À cette échelle, la distinction entre DeFi et finance traditionnelle disparaîtra vraiment. « La mort de la DeFi ne brouillera pas la distinction entre DeFi et TradFi ; elle se fondra dans la plomberie d’une nouvelle infrastructure de marché basée sur la blockchain », envisage Powell. Les professionnels de la finance ne catégoriseront plus les transactions comme « en chaîne » ou « hors chaîne » — ils exécuteront simplement des échanges, règlements et paiements via le système qui offre la meilleure exécution, ce qui devient de plus en plus souvent les blockchains publiques.
Les dynamiques actuelles du marché soutenant cette transition
En mars 2026, les signaux du marché confirment la thèse de Powell.
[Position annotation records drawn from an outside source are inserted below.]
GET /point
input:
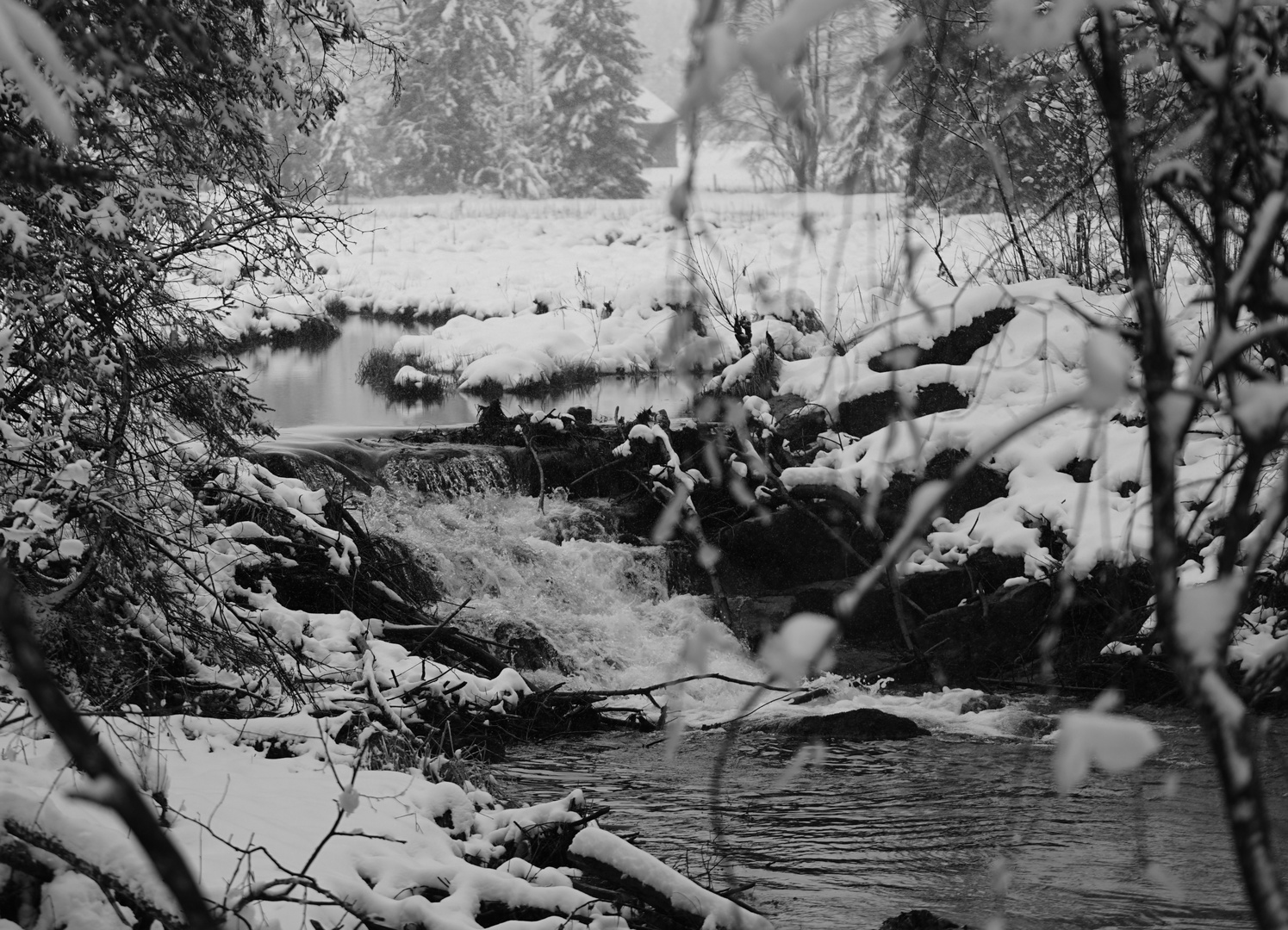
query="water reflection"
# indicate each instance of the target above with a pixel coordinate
(887, 828)
(317, 388)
Bitcoin tourne autour de 70 660 $ avec une hausse de +4,17 % sur 24h, tandis que les altcoins montrent une forte tendance — Ethereum +4,64 %, Solana +5,97 %, Dogecoin +3,81 % sur la même période. Cette diversité de marché indique une participation institutionnelle croissante au-delà de la spéculation, renforçant la narration d’une infrastructure blockchain devenant la norme.
La convergence de la clarté réglementaire, de l’adoption institutionnelle, des incitations économiques et de la maturité technologique crée les conditions pour que la vision de Powell se réalise. Que le calendrier s’accélère ou se ralentisse dépendra de l’évolution réglementaire continue et de l’engagement institutionnel soutenu. Mais la direction semble inévitable — non pas parce que la crypto « bat » la finance traditionnelle, mais parce que la blockchain devient indiscernable de celle-ci.